We also added a feedback loop: if a reviewer disagrees with the priority, they can react with a 👎 emoji, and that trains the model for next time. (We log those to a simple CSV for periodic retraining.)
The Bigger Picture
We’re seeing more teams in Vietnam’s tech hubs—Ho Chi Minh City, Hanoi, Can Tho—adopt AI coding tools for automation. But the smart ones don’t just automate code generation. They automate the *workflow* around it.
A triage bot costs pennies per PR and saves hours of developer time. That’s the kind of ROI that makes CTOs smile.
Honestly, I’m surprised more teams don’t build this. It’s simple, effective, and it addresses a real pain point.
So here’s my challenge: go build your own. Start small. Triage just the PRs that touch critical paths. See if your cycle times don’t drop.
—
Frequently Asked Questions
1. Does the triage bot replace human code review?

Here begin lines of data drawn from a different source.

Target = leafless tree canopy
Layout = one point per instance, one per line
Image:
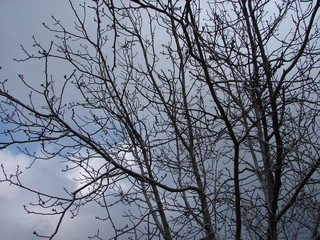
(198, 119)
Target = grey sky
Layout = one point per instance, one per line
(19, 21)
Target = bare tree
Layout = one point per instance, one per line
(200, 117)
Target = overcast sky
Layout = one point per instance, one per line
(19, 21)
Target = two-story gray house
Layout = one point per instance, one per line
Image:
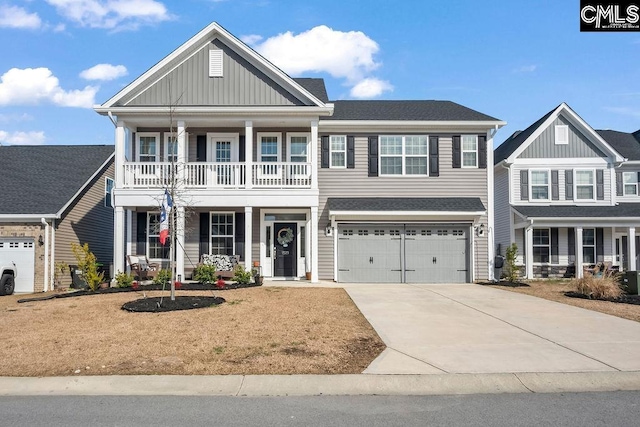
(568, 196)
(272, 171)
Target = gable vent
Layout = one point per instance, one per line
(215, 63)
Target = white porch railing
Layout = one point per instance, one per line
(218, 175)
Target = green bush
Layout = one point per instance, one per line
(205, 274)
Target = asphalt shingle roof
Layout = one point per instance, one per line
(42, 179)
(405, 110)
(442, 204)
(623, 210)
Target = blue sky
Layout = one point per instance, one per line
(511, 59)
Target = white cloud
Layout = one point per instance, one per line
(22, 138)
(112, 14)
(31, 86)
(104, 72)
(370, 88)
(17, 17)
(346, 55)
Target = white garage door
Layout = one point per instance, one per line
(403, 253)
(20, 251)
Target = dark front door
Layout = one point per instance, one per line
(285, 243)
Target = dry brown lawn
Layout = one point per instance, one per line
(266, 330)
(554, 290)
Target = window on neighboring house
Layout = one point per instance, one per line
(338, 149)
(541, 245)
(147, 147)
(630, 180)
(585, 184)
(562, 134)
(108, 192)
(170, 147)
(154, 249)
(403, 155)
(589, 246)
(469, 151)
(222, 233)
(539, 185)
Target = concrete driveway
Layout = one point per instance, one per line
(436, 329)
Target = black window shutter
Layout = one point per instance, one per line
(482, 151)
(204, 233)
(554, 246)
(434, 162)
(239, 219)
(242, 149)
(599, 244)
(599, 184)
(141, 234)
(555, 191)
(619, 187)
(351, 152)
(571, 244)
(568, 184)
(457, 154)
(324, 151)
(373, 156)
(201, 148)
(524, 184)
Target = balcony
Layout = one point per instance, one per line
(227, 175)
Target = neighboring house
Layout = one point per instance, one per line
(568, 196)
(51, 196)
(268, 169)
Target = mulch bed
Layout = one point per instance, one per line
(624, 299)
(158, 304)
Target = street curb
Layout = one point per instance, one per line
(316, 385)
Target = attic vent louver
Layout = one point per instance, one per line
(215, 63)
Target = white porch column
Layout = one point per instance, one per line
(314, 161)
(631, 249)
(248, 154)
(314, 242)
(528, 244)
(180, 227)
(248, 237)
(118, 240)
(579, 268)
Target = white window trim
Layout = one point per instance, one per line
(548, 171)
(403, 156)
(331, 151)
(561, 131)
(462, 151)
(139, 135)
(233, 235)
(575, 185)
(533, 245)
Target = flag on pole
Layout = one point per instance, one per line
(167, 203)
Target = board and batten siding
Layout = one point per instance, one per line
(189, 84)
(463, 182)
(544, 146)
(87, 220)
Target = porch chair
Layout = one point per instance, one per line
(142, 268)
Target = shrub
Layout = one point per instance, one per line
(241, 276)
(606, 287)
(124, 280)
(205, 273)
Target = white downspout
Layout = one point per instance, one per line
(46, 254)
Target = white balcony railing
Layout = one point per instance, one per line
(218, 175)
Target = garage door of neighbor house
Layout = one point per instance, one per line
(21, 251)
(409, 253)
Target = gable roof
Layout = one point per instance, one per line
(519, 141)
(43, 179)
(428, 110)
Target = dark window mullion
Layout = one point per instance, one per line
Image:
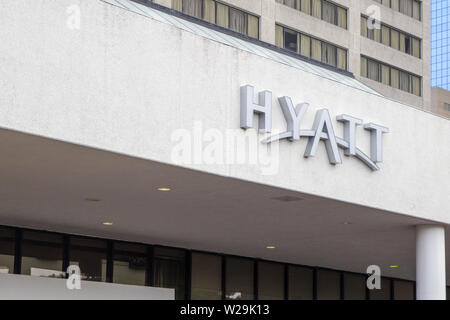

No. It only prioritizes which PRs humans should review first. It doesn’t review code, approve PRs, or merge anything. Think of it as a smart queue manager.

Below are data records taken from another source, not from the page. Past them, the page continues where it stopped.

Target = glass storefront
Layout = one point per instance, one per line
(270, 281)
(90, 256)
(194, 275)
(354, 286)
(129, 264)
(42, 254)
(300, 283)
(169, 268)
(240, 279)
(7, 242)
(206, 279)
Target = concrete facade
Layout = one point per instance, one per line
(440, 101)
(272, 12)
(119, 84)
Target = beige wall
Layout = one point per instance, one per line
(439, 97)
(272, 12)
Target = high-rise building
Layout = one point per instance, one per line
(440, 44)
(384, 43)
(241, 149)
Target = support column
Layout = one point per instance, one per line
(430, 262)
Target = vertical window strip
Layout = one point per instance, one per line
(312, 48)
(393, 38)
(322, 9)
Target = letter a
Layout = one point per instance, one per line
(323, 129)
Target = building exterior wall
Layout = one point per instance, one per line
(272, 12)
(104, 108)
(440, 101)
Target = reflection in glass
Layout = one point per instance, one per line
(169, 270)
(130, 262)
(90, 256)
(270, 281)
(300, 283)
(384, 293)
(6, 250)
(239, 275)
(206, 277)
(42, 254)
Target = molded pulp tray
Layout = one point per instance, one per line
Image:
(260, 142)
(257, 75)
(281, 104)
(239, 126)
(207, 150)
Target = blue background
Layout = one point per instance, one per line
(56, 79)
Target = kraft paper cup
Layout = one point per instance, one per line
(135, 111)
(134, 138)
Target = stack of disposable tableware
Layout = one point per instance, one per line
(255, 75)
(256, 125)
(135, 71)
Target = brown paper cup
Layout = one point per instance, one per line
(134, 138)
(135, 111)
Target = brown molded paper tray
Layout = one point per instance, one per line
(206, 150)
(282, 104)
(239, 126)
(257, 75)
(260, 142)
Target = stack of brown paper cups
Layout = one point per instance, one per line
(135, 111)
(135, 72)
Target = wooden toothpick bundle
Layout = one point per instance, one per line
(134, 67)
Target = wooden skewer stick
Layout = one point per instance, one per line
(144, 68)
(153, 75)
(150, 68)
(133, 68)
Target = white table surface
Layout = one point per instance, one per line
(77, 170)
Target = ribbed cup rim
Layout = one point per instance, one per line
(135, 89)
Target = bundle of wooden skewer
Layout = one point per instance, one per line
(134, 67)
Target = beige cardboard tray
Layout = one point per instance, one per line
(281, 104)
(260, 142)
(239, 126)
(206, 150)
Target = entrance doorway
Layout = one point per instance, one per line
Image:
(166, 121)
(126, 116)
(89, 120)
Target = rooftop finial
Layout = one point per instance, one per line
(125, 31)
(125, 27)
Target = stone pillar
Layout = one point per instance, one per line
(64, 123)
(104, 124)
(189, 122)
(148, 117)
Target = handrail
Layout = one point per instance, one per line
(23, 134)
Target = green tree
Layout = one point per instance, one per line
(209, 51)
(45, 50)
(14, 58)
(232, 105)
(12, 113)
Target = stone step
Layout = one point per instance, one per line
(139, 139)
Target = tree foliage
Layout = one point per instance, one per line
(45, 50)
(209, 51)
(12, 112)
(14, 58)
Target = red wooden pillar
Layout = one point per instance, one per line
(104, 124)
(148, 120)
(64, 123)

2. Can I use a local LLM instead of OpenAI?
Yes. The AI classification step is optional. You can skip it entirely and rely only on the rule-based scoring. If you want local AI, swap the OpenAI call for Ollama or a local model. We tested with Llama 3.1 8B—it worked, just slower and slightly less accurate.

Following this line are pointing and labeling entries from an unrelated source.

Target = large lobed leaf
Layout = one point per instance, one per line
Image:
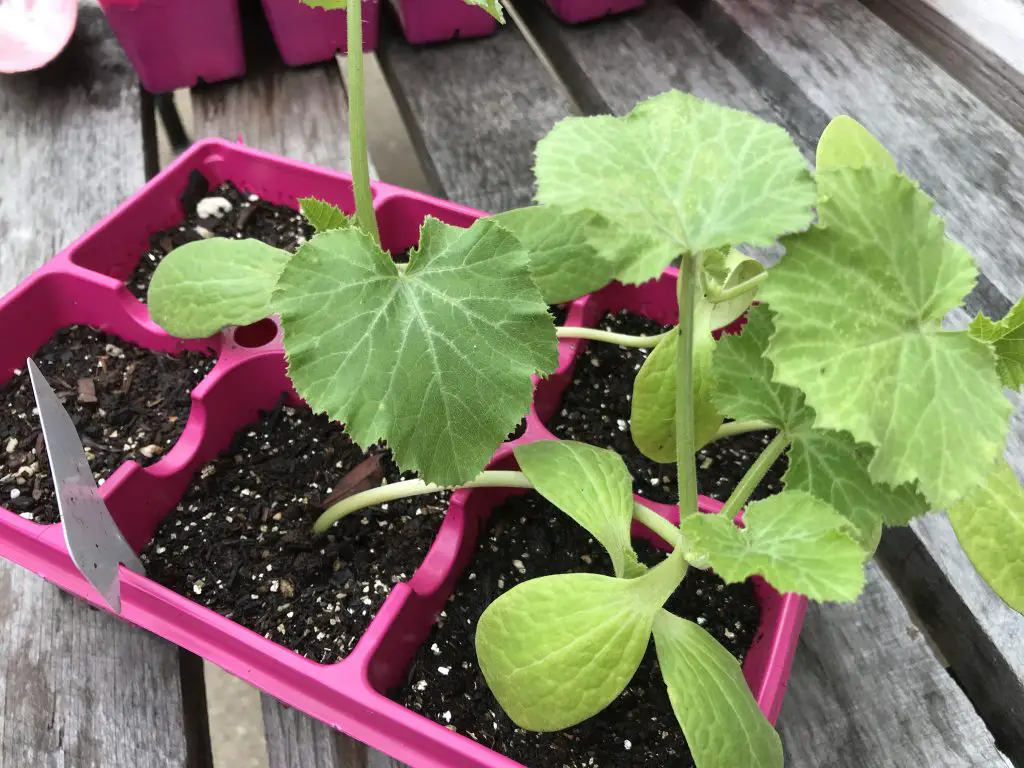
(989, 523)
(858, 306)
(205, 286)
(590, 484)
(711, 699)
(558, 649)
(691, 173)
(435, 357)
(794, 540)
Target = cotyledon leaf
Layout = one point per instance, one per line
(205, 286)
(434, 356)
(563, 259)
(590, 484)
(794, 540)
(989, 523)
(826, 463)
(693, 174)
(858, 305)
(711, 699)
(558, 649)
(1007, 338)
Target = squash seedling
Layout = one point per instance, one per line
(883, 413)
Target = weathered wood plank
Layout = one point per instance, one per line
(71, 146)
(475, 111)
(860, 664)
(980, 44)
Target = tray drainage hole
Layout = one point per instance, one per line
(256, 334)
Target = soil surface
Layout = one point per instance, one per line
(529, 538)
(596, 406)
(127, 402)
(225, 212)
(241, 541)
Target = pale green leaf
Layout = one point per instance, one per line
(563, 259)
(590, 484)
(858, 307)
(652, 415)
(711, 699)
(691, 173)
(794, 540)
(846, 143)
(323, 215)
(828, 464)
(989, 523)
(1007, 338)
(557, 650)
(205, 286)
(435, 357)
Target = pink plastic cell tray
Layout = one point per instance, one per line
(85, 285)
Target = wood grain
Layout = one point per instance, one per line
(71, 146)
(979, 43)
(475, 110)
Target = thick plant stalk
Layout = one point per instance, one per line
(365, 215)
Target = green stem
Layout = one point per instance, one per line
(365, 215)
(596, 334)
(732, 428)
(686, 294)
(755, 474)
(717, 297)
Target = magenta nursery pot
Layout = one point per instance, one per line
(437, 20)
(306, 35)
(578, 11)
(85, 285)
(175, 43)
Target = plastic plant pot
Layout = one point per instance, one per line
(438, 20)
(578, 11)
(85, 284)
(176, 43)
(306, 35)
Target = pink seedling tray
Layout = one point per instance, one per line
(438, 20)
(176, 43)
(84, 284)
(306, 35)
(578, 11)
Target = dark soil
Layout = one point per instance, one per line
(596, 410)
(528, 538)
(127, 402)
(248, 216)
(241, 541)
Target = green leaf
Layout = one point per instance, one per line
(590, 484)
(205, 286)
(858, 307)
(1007, 338)
(494, 7)
(989, 523)
(828, 464)
(563, 260)
(846, 143)
(323, 215)
(652, 416)
(795, 541)
(557, 650)
(692, 173)
(713, 704)
(435, 357)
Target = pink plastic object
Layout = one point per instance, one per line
(34, 32)
(176, 43)
(578, 11)
(437, 20)
(85, 284)
(306, 35)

3. How do I handle false positives (low-priority PRs marked as high)?
Add a manual override mechanism. We use GitHub reactions (👎 to disagree). Log those cases and periodically adjust your risk pattern weights or AI prompt. Over eight weeks, our false positive rate dropped from 18% to 5%.
4. Does this work for open source repos?
Absolutely. We run it on several open source projects. The only change is you need to be careful with API costs if you have many external contributors. Set a max of 200 PRs per day or use a per-PR budget. Our cost runs about $0.50 per 100 PRs.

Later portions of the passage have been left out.